Llevo dos años escalando la montaña más mutable que existe. He tenido que buscar, y encontrar (que no es fácil), agarres donde no los había, puntos de apoyo que sólo resbalaban, y posturas cómodas que me dejasen descansar. Una montaña que si me descuido, cambia por completo y tengo que volver a hacer inspección del terreno. Ha habido veces que incluso aparecían salientes lo suficientemente grandes como para poder dormir tranquila. O incluso correr. Otras que bajo mis pies sólo había fuego o cualquier amenaza que asegurase el no volver.

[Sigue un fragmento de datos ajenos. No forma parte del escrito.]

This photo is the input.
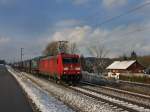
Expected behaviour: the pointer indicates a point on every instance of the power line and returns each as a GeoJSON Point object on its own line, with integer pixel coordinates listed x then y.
{"type": "Point", "coordinates": [123, 14]}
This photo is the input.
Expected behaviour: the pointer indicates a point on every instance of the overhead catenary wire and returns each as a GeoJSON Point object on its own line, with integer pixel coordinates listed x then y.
{"type": "Point", "coordinates": [123, 14]}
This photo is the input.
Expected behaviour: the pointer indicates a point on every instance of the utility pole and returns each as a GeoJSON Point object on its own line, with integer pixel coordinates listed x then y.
{"type": "Point", "coordinates": [21, 54]}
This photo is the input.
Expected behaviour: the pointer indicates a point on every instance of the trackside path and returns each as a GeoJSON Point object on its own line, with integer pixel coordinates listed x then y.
{"type": "Point", "coordinates": [12, 98]}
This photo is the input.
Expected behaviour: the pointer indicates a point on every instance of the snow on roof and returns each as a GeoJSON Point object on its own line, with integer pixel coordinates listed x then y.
{"type": "Point", "coordinates": [121, 64]}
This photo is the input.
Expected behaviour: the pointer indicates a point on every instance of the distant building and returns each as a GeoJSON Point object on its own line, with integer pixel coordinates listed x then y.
{"type": "Point", "coordinates": [119, 67]}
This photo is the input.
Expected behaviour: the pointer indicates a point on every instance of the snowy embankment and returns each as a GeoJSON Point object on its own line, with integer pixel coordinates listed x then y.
{"type": "Point", "coordinates": [39, 90]}
{"type": "Point", "coordinates": [77, 100]}
{"type": "Point", "coordinates": [42, 99]}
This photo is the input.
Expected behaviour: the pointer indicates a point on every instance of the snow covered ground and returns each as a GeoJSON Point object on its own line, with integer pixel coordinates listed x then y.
{"type": "Point", "coordinates": [41, 92]}
{"type": "Point", "coordinates": [43, 100]}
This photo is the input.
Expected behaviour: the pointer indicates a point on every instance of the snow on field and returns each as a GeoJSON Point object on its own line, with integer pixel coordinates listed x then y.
{"type": "Point", "coordinates": [43, 100]}
{"type": "Point", "coordinates": [75, 99]}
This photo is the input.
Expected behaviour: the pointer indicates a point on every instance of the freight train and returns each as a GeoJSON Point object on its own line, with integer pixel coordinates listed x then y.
{"type": "Point", "coordinates": [62, 67]}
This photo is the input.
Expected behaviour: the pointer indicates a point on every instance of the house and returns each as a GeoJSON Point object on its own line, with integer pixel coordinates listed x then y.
{"type": "Point", "coordinates": [119, 67]}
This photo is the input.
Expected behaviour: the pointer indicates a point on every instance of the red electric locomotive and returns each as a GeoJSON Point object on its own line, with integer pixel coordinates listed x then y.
{"type": "Point", "coordinates": [64, 67]}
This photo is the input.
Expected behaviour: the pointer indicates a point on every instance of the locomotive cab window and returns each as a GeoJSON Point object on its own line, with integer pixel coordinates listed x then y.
{"type": "Point", "coordinates": [70, 60]}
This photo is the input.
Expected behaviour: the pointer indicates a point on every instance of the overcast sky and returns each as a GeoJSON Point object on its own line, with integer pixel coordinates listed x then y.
{"type": "Point", "coordinates": [31, 24]}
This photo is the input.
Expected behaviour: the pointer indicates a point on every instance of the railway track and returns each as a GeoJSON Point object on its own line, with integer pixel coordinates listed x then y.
{"type": "Point", "coordinates": [120, 104]}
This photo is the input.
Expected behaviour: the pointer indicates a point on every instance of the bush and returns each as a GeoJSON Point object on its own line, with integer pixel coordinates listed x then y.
{"type": "Point", "coordinates": [140, 79]}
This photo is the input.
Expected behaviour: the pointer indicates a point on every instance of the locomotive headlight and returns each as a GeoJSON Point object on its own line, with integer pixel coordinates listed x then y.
{"type": "Point", "coordinates": [66, 68]}
{"type": "Point", "coordinates": [77, 68]}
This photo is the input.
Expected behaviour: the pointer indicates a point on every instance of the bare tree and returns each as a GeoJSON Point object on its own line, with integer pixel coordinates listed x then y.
{"type": "Point", "coordinates": [73, 48]}
{"type": "Point", "coordinates": [51, 48]}
{"type": "Point", "coordinates": [100, 53]}
{"type": "Point", "coordinates": [55, 47]}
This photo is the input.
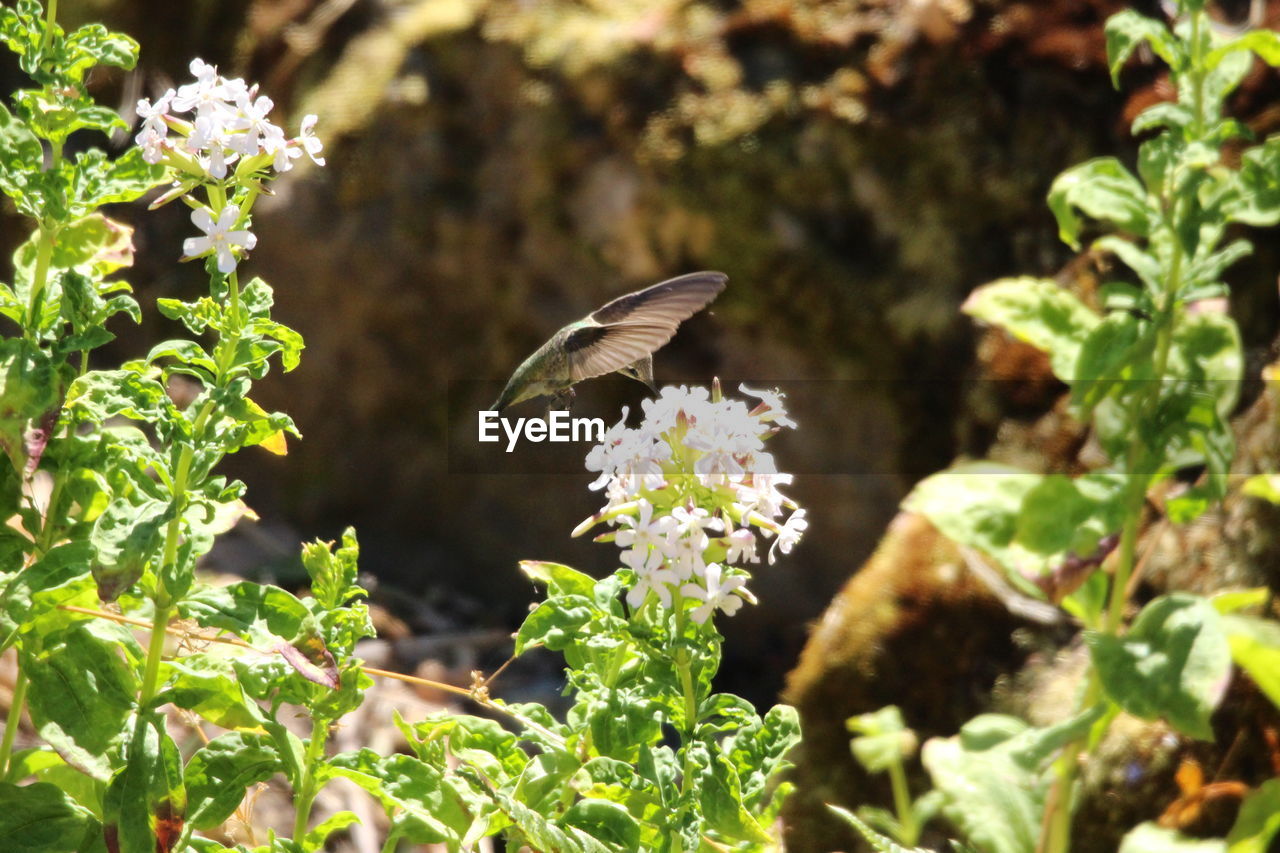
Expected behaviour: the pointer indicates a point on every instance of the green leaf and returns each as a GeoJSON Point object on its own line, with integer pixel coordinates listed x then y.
{"type": "Point", "coordinates": [289, 341]}
{"type": "Point", "coordinates": [41, 819]}
{"type": "Point", "coordinates": [1127, 30]}
{"type": "Point", "coordinates": [145, 803]}
{"type": "Point", "coordinates": [1256, 648]}
{"type": "Point", "coordinates": [1207, 351]}
{"type": "Point", "coordinates": [1038, 311]}
{"type": "Point", "coordinates": [186, 352]}
{"type": "Point", "coordinates": [320, 833]}
{"type": "Point", "coordinates": [80, 693]}
{"type": "Point", "coordinates": [978, 505]}
{"type": "Point", "coordinates": [560, 580]}
{"type": "Point", "coordinates": [219, 772]}
{"type": "Point", "coordinates": [97, 181]}
{"type": "Point", "coordinates": [248, 610]}
{"type": "Point", "coordinates": [880, 843]}
{"type": "Point", "coordinates": [101, 395]}
{"type": "Point", "coordinates": [1150, 838]}
{"type": "Point", "coordinates": [200, 683]}
{"type": "Point", "coordinates": [557, 623]}
{"type": "Point", "coordinates": [1175, 662]}
{"type": "Point", "coordinates": [1257, 197]}
{"type": "Point", "coordinates": [1104, 190]}
{"type": "Point", "coordinates": [1258, 822]}
{"type": "Point", "coordinates": [19, 151]}
{"type": "Point", "coordinates": [606, 821]}
{"type": "Point", "coordinates": [1262, 486]}
{"type": "Point", "coordinates": [1065, 514]}
{"type": "Point", "coordinates": [993, 776]}
{"type": "Point", "coordinates": [883, 740]}
{"type": "Point", "coordinates": [1116, 350]}
{"type": "Point", "coordinates": [426, 807]}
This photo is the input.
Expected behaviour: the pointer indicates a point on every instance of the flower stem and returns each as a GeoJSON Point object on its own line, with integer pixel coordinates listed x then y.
{"type": "Point", "coordinates": [155, 649]}
{"type": "Point", "coordinates": [39, 277]}
{"type": "Point", "coordinates": [307, 789]}
{"type": "Point", "coordinates": [50, 22]}
{"type": "Point", "coordinates": [10, 725]}
{"type": "Point", "coordinates": [909, 831]}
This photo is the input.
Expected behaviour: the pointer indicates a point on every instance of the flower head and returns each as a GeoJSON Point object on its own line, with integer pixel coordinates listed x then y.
{"type": "Point", "coordinates": [716, 593]}
{"type": "Point", "coordinates": [220, 237]}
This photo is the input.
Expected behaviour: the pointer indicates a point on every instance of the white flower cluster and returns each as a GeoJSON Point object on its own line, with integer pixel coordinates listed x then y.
{"type": "Point", "coordinates": [201, 129]}
{"type": "Point", "coordinates": [227, 121]}
{"type": "Point", "coordinates": [693, 452]}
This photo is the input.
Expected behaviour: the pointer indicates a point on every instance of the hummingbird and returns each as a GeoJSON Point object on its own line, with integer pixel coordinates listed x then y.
{"type": "Point", "coordinates": [621, 337]}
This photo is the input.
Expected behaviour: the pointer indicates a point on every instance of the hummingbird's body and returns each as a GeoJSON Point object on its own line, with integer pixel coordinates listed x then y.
{"type": "Point", "coordinates": [620, 337]}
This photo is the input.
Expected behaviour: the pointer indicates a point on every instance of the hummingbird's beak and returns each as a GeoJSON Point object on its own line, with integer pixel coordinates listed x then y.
{"type": "Point", "coordinates": [503, 400]}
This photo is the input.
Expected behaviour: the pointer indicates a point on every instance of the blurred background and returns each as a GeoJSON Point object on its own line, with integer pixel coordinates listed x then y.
{"type": "Point", "coordinates": [498, 168]}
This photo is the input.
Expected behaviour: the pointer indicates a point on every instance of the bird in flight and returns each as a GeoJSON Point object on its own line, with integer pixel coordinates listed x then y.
{"type": "Point", "coordinates": [621, 337]}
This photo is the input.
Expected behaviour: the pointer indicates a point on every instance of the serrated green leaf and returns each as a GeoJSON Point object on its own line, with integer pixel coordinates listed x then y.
{"type": "Point", "coordinates": [1151, 838]}
{"type": "Point", "coordinates": [1104, 190]}
{"type": "Point", "coordinates": [1038, 311]}
{"type": "Point", "coordinates": [220, 771]}
{"type": "Point", "coordinates": [1258, 822]}
{"type": "Point", "coordinates": [80, 693]}
{"type": "Point", "coordinates": [1127, 30]}
{"type": "Point", "coordinates": [1175, 664]}
{"type": "Point", "coordinates": [993, 776]}
{"type": "Point", "coordinates": [41, 819]}
{"type": "Point", "coordinates": [1256, 648]}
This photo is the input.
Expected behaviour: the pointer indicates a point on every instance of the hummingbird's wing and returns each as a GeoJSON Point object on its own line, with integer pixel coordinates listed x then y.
{"type": "Point", "coordinates": [634, 325]}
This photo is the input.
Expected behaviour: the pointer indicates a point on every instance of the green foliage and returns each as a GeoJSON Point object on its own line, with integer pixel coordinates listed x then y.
{"type": "Point", "coordinates": [136, 501]}
{"type": "Point", "coordinates": [1155, 370]}
{"type": "Point", "coordinates": [993, 778]}
{"type": "Point", "coordinates": [1174, 662]}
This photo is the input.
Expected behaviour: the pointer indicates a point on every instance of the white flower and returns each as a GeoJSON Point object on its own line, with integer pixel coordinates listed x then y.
{"type": "Point", "coordinates": [252, 127]}
{"type": "Point", "coordinates": [759, 492]}
{"type": "Point", "coordinates": [151, 142]}
{"type": "Point", "coordinates": [210, 95]}
{"type": "Point", "coordinates": [688, 541]}
{"type": "Point", "coordinates": [644, 532]}
{"type": "Point", "coordinates": [789, 534]}
{"type": "Point", "coordinates": [663, 413]}
{"type": "Point", "coordinates": [310, 144]}
{"type": "Point", "coordinates": [695, 520]}
{"type": "Point", "coordinates": [771, 409]}
{"type": "Point", "coordinates": [219, 237]}
{"type": "Point", "coordinates": [740, 546]}
{"type": "Point", "coordinates": [210, 137]}
{"type": "Point", "coordinates": [649, 575]}
{"type": "Point", "coordinates": [283, 153]}
{"type": "Point", "coordinates": [718, 593]}
{"type": "Point", "coordinates": [600, 457]}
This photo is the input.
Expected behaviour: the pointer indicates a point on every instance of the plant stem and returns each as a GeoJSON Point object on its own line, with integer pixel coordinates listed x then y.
{"type": "Point", "coordinates": [39, 277]}
{"type": "Point", "coordinates": [909, 831]}
{"type": "Point", "coordinates": [307, 789]}
{"type": "Point", "coordinates": [155, 649]}
{"type": "Point", "coordinates": [10, 725]}
{"type": "Point", "coordinates": [50, 22]}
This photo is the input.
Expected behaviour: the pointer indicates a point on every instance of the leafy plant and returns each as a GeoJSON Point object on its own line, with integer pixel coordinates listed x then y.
{"type": "Point", "coordinates": [112, 497]}
{"type": "Point", "coordinates": [1155, 374]}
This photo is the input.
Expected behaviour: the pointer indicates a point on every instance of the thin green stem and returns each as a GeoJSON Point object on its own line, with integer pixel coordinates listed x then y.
{"type": "Point", "coordinates": [155, 651]}
{"type": "Point", "coordinates": [50, 22]}
{"type": "Point", "coordinates": [12, 720]}
{"type": "Point", "coordinates": [1197, 74]}
{"type": "Point", "coordinates": [39, 278]}
{"type": "Point", "coordinates": [307, 789]}
{"type": "Point", "coordinates": [909, 831]}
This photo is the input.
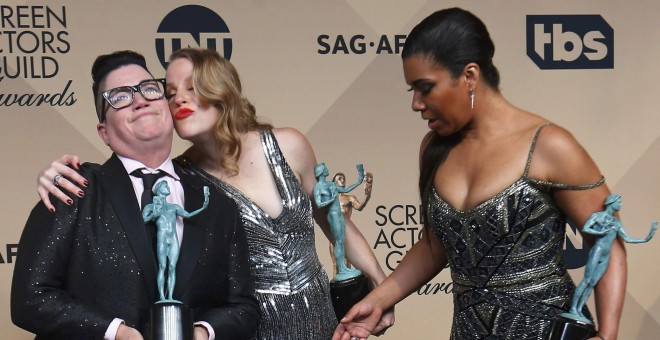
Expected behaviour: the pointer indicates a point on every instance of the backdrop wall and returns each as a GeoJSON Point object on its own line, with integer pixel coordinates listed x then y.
{"type": "Point", "coordinates": [333, 70]}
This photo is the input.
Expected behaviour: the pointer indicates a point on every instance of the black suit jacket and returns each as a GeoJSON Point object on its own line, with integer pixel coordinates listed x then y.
{"type": "Point", "coordinates": [85, 265]}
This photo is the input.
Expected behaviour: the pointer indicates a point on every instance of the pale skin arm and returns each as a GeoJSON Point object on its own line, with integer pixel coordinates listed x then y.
{"type": "Point", "coordinates": [71, 181]}
{"type": "Point", "coordinates": [300, 156]}
{"type": "Point", "coordinates": [127, 333]}
{"type": "Point", "coordinates": [559, 158]}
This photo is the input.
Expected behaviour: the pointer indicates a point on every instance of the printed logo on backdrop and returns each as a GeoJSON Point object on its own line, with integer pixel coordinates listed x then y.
{"type": "Point", "coordinates": [32, 40]}
{"type": "Point", "coordinates": [192, 26]}
{"type": "Point", "coordinates": [360, 44]}
{"type": "Point", "coordinates": [570, 42]}
{"type": "Point", "coordinates": [401, 226]}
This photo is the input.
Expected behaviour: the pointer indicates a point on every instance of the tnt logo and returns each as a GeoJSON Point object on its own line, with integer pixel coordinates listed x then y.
{"type": "Point", "coordinates": [192, 26]}
{"type": "Point", "coordinates": [570, 42]}
{"type": "Point", "coordinates": [576, 251]}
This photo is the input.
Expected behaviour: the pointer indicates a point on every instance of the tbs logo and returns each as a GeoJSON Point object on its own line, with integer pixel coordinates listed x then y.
{"type": "Point", "coordinates": [192, 26]}
{"type": "Point", "coordinates": [570, 42]}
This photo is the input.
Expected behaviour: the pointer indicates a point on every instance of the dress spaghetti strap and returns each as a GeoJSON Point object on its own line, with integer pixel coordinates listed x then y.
{"type": "Point", "coordinates": [552, 185]}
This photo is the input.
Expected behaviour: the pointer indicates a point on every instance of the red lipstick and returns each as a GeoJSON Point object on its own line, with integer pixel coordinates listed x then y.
{"type": "Point", "coordinates": [183, 113]}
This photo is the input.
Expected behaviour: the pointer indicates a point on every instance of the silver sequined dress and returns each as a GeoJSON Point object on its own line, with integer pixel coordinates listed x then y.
{"type": "Point", "coordinates": [291, 285]}
{"type": "Point", "coordinates": [505, 256]}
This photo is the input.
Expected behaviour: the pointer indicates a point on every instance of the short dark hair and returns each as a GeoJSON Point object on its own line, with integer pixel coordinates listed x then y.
{"type": "Point", "coordinates": [453, 38]}
{"type": "Point", "coordinates": [104, 64]}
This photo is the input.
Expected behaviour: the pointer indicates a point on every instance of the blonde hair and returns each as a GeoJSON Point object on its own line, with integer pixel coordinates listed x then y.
{"type": "Point", "coordinates": [216, 83]}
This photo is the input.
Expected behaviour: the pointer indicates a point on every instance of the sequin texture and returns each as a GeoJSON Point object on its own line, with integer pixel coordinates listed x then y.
{"type": "Point", "coordinates": [505, 256]}
{"type": "Point", "coordinates": [291, 285]}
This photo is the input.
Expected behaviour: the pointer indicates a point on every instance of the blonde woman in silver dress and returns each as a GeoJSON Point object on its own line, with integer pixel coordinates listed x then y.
{"type": "Point", "coordinates": [269, 172]}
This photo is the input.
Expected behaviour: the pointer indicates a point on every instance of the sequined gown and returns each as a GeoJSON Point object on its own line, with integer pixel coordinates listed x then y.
{"type": "Point", "coordinates": [291, 285]}
{"type": "Point", "coordinates": [505, 256]}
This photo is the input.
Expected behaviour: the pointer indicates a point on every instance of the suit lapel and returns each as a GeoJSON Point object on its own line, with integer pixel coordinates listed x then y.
{"type": "Point", "coordinates": [194, 229]}
{"type": "Point", "coordinates": [115, 180]}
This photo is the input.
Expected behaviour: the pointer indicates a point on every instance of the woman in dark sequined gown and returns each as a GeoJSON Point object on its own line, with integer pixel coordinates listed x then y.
{"type": "Point", "coordinates": [269, 172]}
{"type": "Point", "coordinates": [497, 184]}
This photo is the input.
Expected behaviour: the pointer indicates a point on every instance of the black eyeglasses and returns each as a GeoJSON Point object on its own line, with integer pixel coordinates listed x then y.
{"type": "Point", "coordinates": [121, 97]}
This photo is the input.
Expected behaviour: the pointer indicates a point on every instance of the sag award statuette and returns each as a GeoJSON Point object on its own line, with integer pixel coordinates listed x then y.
{"type": "Point", "coordinates": [349, 285]}
{"type": "Point", "coordinates": [606, 228]}
{"type": "Point", "coordinates": [169, 319]}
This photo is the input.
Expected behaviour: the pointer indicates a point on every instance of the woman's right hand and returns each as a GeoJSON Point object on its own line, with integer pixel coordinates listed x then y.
{"type": "Point", "coordinates": [67, 178]}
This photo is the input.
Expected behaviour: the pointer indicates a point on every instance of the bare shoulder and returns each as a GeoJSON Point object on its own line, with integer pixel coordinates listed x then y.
{"type": "Point", "coordinates": [291, 141]}
{"type": "Point", "coordinates": [559, 158]}
{"type": "Point", "coordinates": [296, 148]}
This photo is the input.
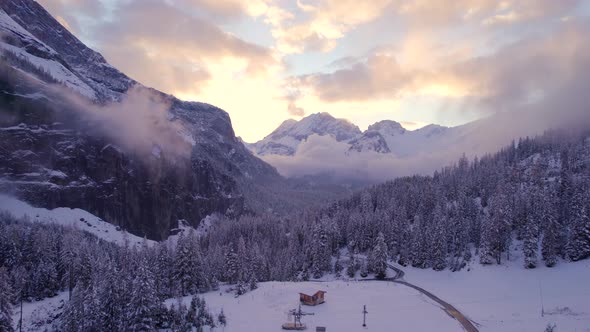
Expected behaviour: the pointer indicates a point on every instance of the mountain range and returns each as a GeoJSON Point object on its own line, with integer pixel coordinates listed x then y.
{"type": "Point", "coordinates": [77, 132]}
{"type": "Point", "coordinates": [386, 136]}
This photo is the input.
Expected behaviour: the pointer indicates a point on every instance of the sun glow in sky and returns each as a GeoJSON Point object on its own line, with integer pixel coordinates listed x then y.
{"type": "Point", "coordinates": [264, 61]}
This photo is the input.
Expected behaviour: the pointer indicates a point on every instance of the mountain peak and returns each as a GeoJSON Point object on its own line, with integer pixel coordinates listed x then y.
{"type": "Point", "coordinates": [286, 138]}
{"type": "Point", "coordinates": [387, 127]}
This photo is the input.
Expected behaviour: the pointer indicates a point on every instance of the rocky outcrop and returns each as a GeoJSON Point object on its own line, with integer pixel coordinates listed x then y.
{"type": "Point", "coordinates": [52, 156]}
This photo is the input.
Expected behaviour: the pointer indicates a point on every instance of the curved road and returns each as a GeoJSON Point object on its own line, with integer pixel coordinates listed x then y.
{"type": "Point", "coordinates": [448, 308]}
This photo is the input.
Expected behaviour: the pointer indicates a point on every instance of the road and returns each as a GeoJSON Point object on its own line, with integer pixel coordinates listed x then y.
{"type": "Point", "coordinates": [448, 308]}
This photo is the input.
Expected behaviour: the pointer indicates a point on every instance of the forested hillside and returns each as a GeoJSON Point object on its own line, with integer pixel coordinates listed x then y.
{"type": "Point", "coordinates": [536, 192]}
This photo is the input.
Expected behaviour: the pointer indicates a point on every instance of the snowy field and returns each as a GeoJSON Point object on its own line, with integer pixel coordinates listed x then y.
{"type": "Point", "coordinates": [391, 307]}
{"type": "Point", "coordinates": [65, 216]}
{"type": "Point", "coordinates": [508, 297]}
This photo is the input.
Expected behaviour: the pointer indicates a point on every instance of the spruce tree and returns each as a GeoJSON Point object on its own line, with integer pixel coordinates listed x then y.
{"type": "Point", "coordinates": [145, 304]}
{"type": "Point", "coordinates": [5, 302]}
{"type": "Point", "coordinates": [550, 244]}
{"type": "Point", "coordinates": [579, 246]}
{"type": "Point", "coordinates": [380, 257]}
{"type": "Point", "coordinates": [530, 242]}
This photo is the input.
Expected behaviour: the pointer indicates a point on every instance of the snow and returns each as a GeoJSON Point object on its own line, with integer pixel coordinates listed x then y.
{"type": "Point", "coordinates": [52, 67]}
{"type": "Point", "coordinates": [65, 216]}
{"type": "Point", "coordinates": [37, 315]}
{"type": "Point", "coordinates": [390, 306]}
{"type": "Point", "coordinates": [508, 297]}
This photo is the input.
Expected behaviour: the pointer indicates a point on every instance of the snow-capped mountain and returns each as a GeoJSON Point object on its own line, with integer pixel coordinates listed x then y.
{"type": "Point", "coordinates": [287, 137]}
{"type": "Point", "coordinates": [52, 156]}
{"type": "Point", "coordinates": [386, 136]}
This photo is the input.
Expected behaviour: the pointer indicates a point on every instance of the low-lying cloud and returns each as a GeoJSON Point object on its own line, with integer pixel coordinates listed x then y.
{"type": "Point", "coordinates": [140, 123]}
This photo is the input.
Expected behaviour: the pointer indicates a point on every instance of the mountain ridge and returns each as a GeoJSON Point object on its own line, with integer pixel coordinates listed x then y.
{"type": "Point", "coordinates": [58, 146]}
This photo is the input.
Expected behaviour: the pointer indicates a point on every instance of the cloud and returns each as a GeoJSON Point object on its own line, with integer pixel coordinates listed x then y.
{"type": "Point", "coordinates": [139, 124]}
{"type": "Point", "coordinates": [517, 74]}
{"type": "Point", "coordinates": [293, 109]}
{"type": "Point", "coordinates": [379, 76]}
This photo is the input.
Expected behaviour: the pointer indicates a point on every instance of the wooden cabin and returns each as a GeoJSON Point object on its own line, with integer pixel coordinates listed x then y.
{"type": "Point", "coordinates": [315, 299]}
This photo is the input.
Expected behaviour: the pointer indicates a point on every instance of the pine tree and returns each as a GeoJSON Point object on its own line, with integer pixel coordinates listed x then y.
{"type": "Point", "coordinates": [579, 246]}
{"type": "Point", "coordinates": [380, 257]}
{"type": "Point", "coordinates": [550, 244]}
{"type": "Point", "coordinates": [439, 240]}
{"type": "Point", "coordinates": [188, 265]}
{"type": "Point", "coordinates": [231, 266]}
{"type": "Point", "coordinates": [364, 270]}
{"type": "Point", "coordinates": [351, 268]}
{"type": "Point", "coordinates": [5, 302]}
{"type": "Point", "coordinates": [221, 319]}
{"type": "Point", "coordinates": [530, 242]}
{"type": "Point", "coordinates": [144, 304]}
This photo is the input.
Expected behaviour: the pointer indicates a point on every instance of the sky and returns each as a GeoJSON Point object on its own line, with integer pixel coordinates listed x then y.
{"type": "Point", "coordinates": [413, 61]}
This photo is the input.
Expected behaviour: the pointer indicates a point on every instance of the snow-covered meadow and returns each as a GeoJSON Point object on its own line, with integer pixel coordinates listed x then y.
{"type": "Point", "coordinates": [79, 218]}
{"type": "Point", "coordinates": [511, 298]}
{"type": "Point", "coordinates": [390, 306]}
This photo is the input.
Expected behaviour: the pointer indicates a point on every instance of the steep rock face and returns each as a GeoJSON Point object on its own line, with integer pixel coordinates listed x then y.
{"type": "Point", "coordinates": [287, 137]}
{"type": "Point", "coordinates": [52, 156]}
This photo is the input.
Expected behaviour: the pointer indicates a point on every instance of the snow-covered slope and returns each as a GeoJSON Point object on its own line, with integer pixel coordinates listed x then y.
{"type": "Point", "coordinates": [289, 135]}
{"type": "Point", "coordinates": [79, 218]}
{"type": "Point", "coordinates": [385, 136]}
{"type": "Point", "coordinates": [391, 307]}
{"type": "Point", "coordinates": [511, 298]}
{"type": "Point", "coordinates": [387, 150]}
{"type": "Point", "coordinates": [93, 136]}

Pero nunca me había encontrado en esta situación. Nunca había estado agarrada sólo de un brazo con los pies al aire y a 7.000 KM del suelo. Y aún estando sólo sujeta por tres dedos, aún sabiendo que nadie va a estar ahí arriba para agarrarme y ayudarme a llegar. Aún sabiendo que en cualquier momento puede cambiar y puede aparecer una tormenta de la que no me libre de un rayo, o una brisa helada que impida que mis músculos funcionen. Aún sabiendo todas esas cosas, y más, estoy tranquila. Mi respiración es continua y puedo ver con claridad.
Adelante, pues, a esa cascada de piedras en dirección hacia mi, ese laúd de nieve inquebrantable o esa lluvia de gritos ensordecedores. El cielo está repleto de nubes, es cierto, y no hay ni un rayo de sol. Pero es que nadie sabe que a mi el sol me ciega y me atrasa. Me bloquea. Nadie sabe que los días que salgo con una sonrisa de oreja a oreja son los días fríos. Esos días en los que respiras hondo y puedes notar la humedad en tus pulmones. Ese olor a tierra mojada y a accidentes por carretera resbaladiza. Esas nubes negras que rugen amenazantes sobre tu cabeza. Pero es que ese negro es igual al de mis pupilas. Y esa lluvia es igual a mi sangre.
No veo la cima y el vértigo está llenando mis entrañas. Cómo disfruto con esto, joder.